Nach mehreren Einsätzen kommen die Polizeitaucher wohl nun nicht mehr zum Einsatz. „Die haben ja alle relevanten Bereiche abgesucht“, erklärt Gerald Pillkuhn, Sprecher der Polizeiinspektion in Prenzlau. „Auch mit dem Hubschrauber wurde der Unteruckersee ja großflächig abgesucht.“ Neue Hinweise, wo die vermisste Person vielleicht gefunden werden könnte, gab es seither nicht.

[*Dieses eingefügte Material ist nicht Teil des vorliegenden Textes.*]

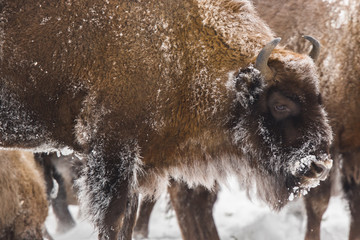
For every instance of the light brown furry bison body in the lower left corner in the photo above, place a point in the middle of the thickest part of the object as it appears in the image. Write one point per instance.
(24, 206)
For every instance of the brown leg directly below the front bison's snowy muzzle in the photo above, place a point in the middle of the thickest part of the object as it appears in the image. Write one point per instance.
(316, 203)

Wasserschutzpolizei sucht See ab

Eingestellt wurde die Suche trotzdem nicht – inzwischen hat die Wasserschutzpolizei übernommen. „Die Kollegen werden in den kommenden Wochen verstärkt per Boot den See absuchen“, erklärt Pillkuhn. Hoffnung setzt die Polizei außerdem in die Bewohner, die regelmäßig auf dem oder am See unterwegs sind. Die Wassersport-Saison würde bald beginnen, auch Kapitän Torsten Kohn ist mit seinem Schiff wieder unterwegs.

Angler sollen die Augen offen halten

Nach wie vor könnte es sein, dass sich der Körper im Schilf verfangen hat und deswegen bisher nicht gefunden werden konnte – deswegen könnten gerade Angler, die sich in dem hohen Ufergras bewegen, die Augen offen halten. Wo oder ob der Körper wieder auftauchen könnte, darüber will Pillkuhn aber nicht spekulieren.

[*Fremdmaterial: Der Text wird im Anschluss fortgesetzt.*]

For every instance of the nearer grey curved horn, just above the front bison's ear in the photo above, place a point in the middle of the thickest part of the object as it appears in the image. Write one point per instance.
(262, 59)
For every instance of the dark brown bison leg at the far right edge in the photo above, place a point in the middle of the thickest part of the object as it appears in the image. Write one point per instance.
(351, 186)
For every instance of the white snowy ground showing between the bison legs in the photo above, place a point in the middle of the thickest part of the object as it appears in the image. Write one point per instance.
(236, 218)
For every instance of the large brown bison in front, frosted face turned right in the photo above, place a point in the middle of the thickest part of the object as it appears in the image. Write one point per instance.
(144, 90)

Es könnte sich bei dem Vermissten, der am 5. März ins Eis eingebrochen sein soll, um den 19-jährigen Balal S. handeln. Der gebürtige Bengale wurde eine Woche nach dem Vorfall von seinem Arbeitgeber als vermisst gemeldet. Seitdem haben mehrmals Taucher nach dem Körper gesucht, auch aus der Luft wurde das Gewässer mit einem Hubschrauber abgesucht. Die Person kann erst zweifelsfrei identifiziert werden, wenn sie geborgen ist.